The hero of his youth was Steve McQueen: he worshipped him for “the cool factor”. Brosnan loved being part of a stage company, but he wanted to be a film star. His first wife, also an actor, suggested they try their luck in America. “We took out a second mortgage,” he says, “hopped on a plane to America, got an agent, got a car from the Rent-a-Wreck, went for my first interview and it was for Remington Steele, and that was it.” To play the dandyish private investigator, Brosnan watched Cary Grant films, trying to imitate his pace and effortlessness. In reality, he says, he was “very easily flustered, thrown off — I lose my way like most people”. He crafted a niche as a leading man in a way that seemed entirely natural, yet still felt at heart like a character actor. And he likes to subvert his smooth Bond persona — he does so in The Love Punch, but think too of his roles as the manipulative MI6 agent in The Tailor of Panama (2001), or as the hitman in The Matador (2005), sipping margaritas and strutting through a hotel lobby dressed only in cowboy boots and black underpants.
“The leading man arena can be fairly vacant and vacuous,” he says. “Who the hell am I within this role or on the page? They want you to bring your own persona, and that gets a little tricky at times, when it’s just you bringing yourself to a role which is thinly written.”
As we are talking, a suave young Frenchman stops in front of our table. “James Bond,” he says. “In another life,” replies Brosnan, and shakes his hand. This is not an infrequent occurrence. Being Bond was like being “an ambassador to a small nation”, says Brosnan. “It’s the gift that keeps on giving, that allowed me to create my own production company and make my own movies.”
His sons [he has three, one by his first wife, and two by his second] often complain that he won’t watch the Bond movies with them; his feelings towards the role are equivocal. “I felt I was caught in a time warp between Roger and Sean,” he says. “It was a very hard one to grasp the meaning of, for me. The violence was never real, the brute force of the man was never palpable. It was quite tame, and the characterization didn’t have a follow-through of reality, it was surface. But then that might have had to do with my own insecurities in playing him as well.”
Has he ever re-watched the films? He mock-shudders. “I have no desire to watch myself as James Bond. Because it’s just never good enough.” He laughs mirthlessly. “It’s a horrible feeling.”
Last year, Brosnan produced and starred in a film called The November Man, an adaptation of Bill Granger’s thriller, There Are No Spies, which marks a return to the genre that made his name. “There’s enough time between my being James Bond and now,” he says. “Daniel [Craig] is James Bond; I was James Bond; I think there’s enough room on the stage to elbow my way in and find some audience.” Could he be beginning a later life action-man renaissance, a la Liam Neeson?

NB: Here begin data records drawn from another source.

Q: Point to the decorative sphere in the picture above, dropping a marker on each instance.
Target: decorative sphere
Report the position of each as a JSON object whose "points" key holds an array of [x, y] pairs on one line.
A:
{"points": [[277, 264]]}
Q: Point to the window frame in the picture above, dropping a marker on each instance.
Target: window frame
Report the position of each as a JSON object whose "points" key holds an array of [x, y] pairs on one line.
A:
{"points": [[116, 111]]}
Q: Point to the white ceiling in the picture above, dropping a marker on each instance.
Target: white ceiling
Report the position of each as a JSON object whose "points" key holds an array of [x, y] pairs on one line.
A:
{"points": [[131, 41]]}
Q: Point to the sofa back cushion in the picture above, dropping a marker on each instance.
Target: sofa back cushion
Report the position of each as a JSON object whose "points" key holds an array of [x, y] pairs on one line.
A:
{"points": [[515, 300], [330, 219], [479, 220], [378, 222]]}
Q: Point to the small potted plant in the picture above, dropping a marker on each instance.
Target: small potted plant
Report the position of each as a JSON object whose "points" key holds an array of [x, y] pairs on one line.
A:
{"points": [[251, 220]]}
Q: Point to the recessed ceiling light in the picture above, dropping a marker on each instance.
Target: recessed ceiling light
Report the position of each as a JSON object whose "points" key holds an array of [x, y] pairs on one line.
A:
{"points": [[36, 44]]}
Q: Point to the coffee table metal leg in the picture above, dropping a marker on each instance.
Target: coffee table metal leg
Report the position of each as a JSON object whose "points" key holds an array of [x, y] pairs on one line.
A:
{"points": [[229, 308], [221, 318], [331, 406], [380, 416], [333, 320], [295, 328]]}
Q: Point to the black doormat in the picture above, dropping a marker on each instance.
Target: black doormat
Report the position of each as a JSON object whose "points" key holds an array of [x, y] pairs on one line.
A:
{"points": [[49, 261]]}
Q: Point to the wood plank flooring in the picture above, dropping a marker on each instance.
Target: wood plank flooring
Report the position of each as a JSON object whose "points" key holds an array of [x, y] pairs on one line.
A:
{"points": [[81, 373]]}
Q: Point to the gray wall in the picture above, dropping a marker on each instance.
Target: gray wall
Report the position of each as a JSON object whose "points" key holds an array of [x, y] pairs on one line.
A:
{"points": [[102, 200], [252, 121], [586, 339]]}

I mention that there’s been talk of him doing the next film in The Expendables, the geriatric action film franchise. He rolls his eyes. “It was idle dinner conversation with [the producer] Avi Lerner. He said, ‘do you want to be in it?’ I said, ‘sure, Avi, let me have a look at the script’. But it’s the internet, it all snowballs. What I did say to him was if you want to do a female version of The Expendables, I’ll be in that one.”
After he’s finished this next film, he plans to go to his home in Kauai, Hawaii, where he spends his time when not in Malibu or shooting a film. There he kayaks, gardens, hikes, surfs and paints. He has no intention of working less. “I’ve taken time off in the past, and the phone didn’t ring.” He laughs. “Mr Obama likes to take as much as he can get out of your pocket, you know. We voted for this fellow and it’s like, let’s just pull asunder what you have built. So you have to work, and I love to work. Nothing comes from nothing.”
The Love Punch is releasing on Friday.